If you are already overloaded and overwhelmed and need to outsource this fast outsourcing recipe is for you.
This plan will take you 2 hours if you already have the information available, allow up to 6 hours if you are starting from ground zero.
Designed for hands-on owner/managers who do the work they are about to outsource.
Ingredients for outsourcing
- 1 x goal
- 1 x measure
- 1 x flavour
- 1 x key resource
- 1 x key information
- 1 x key risk
- 1 x key skills
- 1 x budget
- 1 x deadline
- 1 x contract
Mix the ingredients for rapid outsourcing
- Take one very simple and clear goal.
- Make sure it is one goal since rapid outsourcing can go sadly wrong if you have too many goals in too little time.
- Measure how you are going to know IF this goal has been reached.
- Make sure this has a number on it since measuring things with ‘feelings’ can be tricky.
- Add your own special flavour.
- What is special about the way you work that has to be added into this mix to satisfy your taste?
- Add the resources YOU need to provide for this work to be done and get ready to mix them with your freelancer’s resources. Be clear about this since you don’t want to waste time talking to people who don’t have the basic resources to do the work.
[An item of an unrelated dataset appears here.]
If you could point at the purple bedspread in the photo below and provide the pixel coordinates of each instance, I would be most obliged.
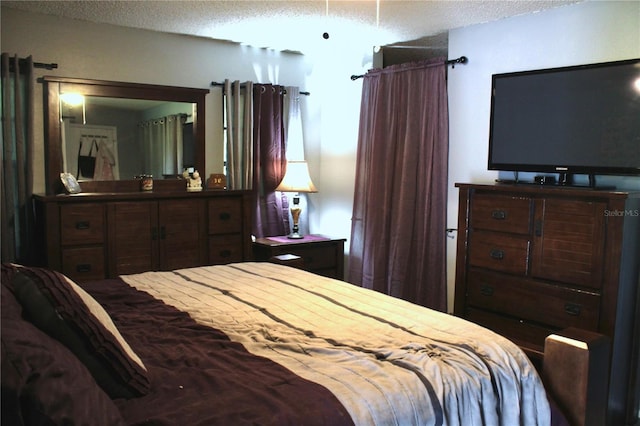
(199, 377)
- Blend in the key information your freelancer needs to know in order to achieve your special flavour. (Don’t forget GDPR if you caregiving access to personal data)
- Don’t overcook it.
- Peel away your key risk.
- What will happen if you don’t outsource this task?
- What can go wrong if you do? Be clear about this.
- Blend in the key skills you need your freelancer to have to make this dish succeed. If you need more than three on a rush job then you may have to rank them in order of priority as few available people will have all of them and have nothing else to do!
- Fold in your budget. Be realistic. If you want a high-quality job done by a world-class professional you are not going to get that done for a few quid. If you have a tight or almost non-existent budget you may have to really cut down on your other ingredients.
- Keep it lean. If you have a tight deadline you can’t afford a complicated requirement.
- Ask for one simple thing you can measure and brief it clearly.
- Bookmark which KoffeeKlatch contract you’ll need when you find your freelancer. You don’t want to go through all of this to find you don’t have the rights to ask your friends round to eat this dinner later on if you want to do it again!
- You will also want to make sure your freelancer isn’t cooking your recipe for other clients.
- Write all this down. You are now ready to heat this up.
Hit your network on who to outsource to
Only now are you ready to start asking for recommendations. If you hit your network before with “who is a good…” you will get random recommendations that don’t match your needs. Ask your network who they use. Be very specific. You don’t have time to be vague. Use your ingredients list to make it clear who you want to do what and by when.
Allow time to cook
Successful outsourcing needs time to season and combine. Allow enough time for your network to produce more than one person. Send them your ingredients list (your brief) and talk to them. Ask them:
- how many of these they have done
- when their next available ‘free slot’ is
- how many drafts/rounds do they normally produce
- how they normally keep in touch with clients for quality control/reviews/versions
- what their plan is if they go under a bus, get sick, and the kids get sick.
If you have a deadline you can’t work with people who don’t have a plan. Over years of working with an outsourced team we have found that working with people who not only do the job but communicate and manage their time well is really important. If you keep having to chase them all the time you will both find it stressful.
Make a decision
Make a decision. It’s perfectly OK to have more than one person you outsource too. But before you just tell them to get started you need to have a proper contract and proper data processing instructions. If you miss out on this step you can find yourself with all sorts of problems down the road from not owning copyright in what you think you bought, to tax and data security problems. You can’t rely on your freelancer to have all the right things in place.
Get your outsourcing contract now!
Allow enough time for you to hand over the necessary information and resources. Make sure you also allow enough time for getting started and supervision. Our clients tell us new freelancers can need up to 4 hours for each ten hours work.
Relax or repeat?
Take the time to relax and catch up. Or if you’re really busy, pick another task and start all over again.